Keine Einwürfe zugelassen

Sogar Holländern.

Das Deutsche Rote Kreuz entdeckt die Witzigkeit. War ja eigentlich für nach Holland – Portugal gedacht, ist aber irgendwie untergegangen:

0620183449 DRK Holland

Einwurf (1)

Alles anders hier?

Keine fröhlichen, euphorischen Gesichter mehr, die auf der Suche nach dem nächsten Fernseher durch die Straßen hetzen. Keine Fahnen mehr. Weder an den Fesntern, noch an den Autos.

Liest man ja nun öfter solche Zeilen. Ich beispielsweise gerade beim Popkulturjunkie. Ok, dass das Volk zur Zeit nicht euphorisch & beflaggt durch die Straßen jubiliert, kann man zwei Tage nach dem Aus im Halbfinale ja nachvollziehen.

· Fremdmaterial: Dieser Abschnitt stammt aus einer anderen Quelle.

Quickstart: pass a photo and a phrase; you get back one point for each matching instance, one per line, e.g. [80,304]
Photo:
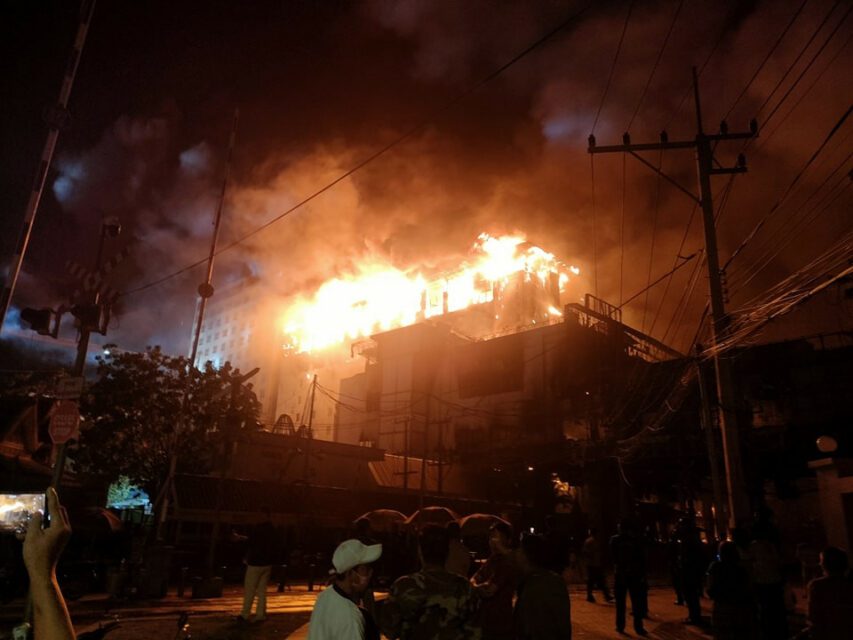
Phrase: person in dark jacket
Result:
[495,584]
[262,553]
[733,614]
[593,558]
[629,566]
[542,609]
[830,598]
[692,563]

Dass man alle Fahnen demontiert hat, kann ich zumindest für die Padermetropole wirklich nicht bestätigen. Hier fährt man weiterhin mit Schlandwimpel, zumindest die, denen er noch nicht vom Fahrtwind oder antideutschen Spinnern zerfetzt wurde (Bei der Gelegenheit können wir vielleicht auch gleich das Vorteil streichen, dass nur die Unterschicht Flagge zeigt):

060706 oberschland

Selbst an den Häusern sind kaum merklich weniger Fahnen zu sehen als noch am Montag. Alles dumpfe Nationalisten? So ein Stuss, die WM ist halt noch nicht vorbei. Wäre ja auch albern die Deko abzuräumen, nur weil der Gastgeber die Party schon verlassen hat. Die (fast hätte ich „wir“ geschrieben ,) Paderborner wissen das.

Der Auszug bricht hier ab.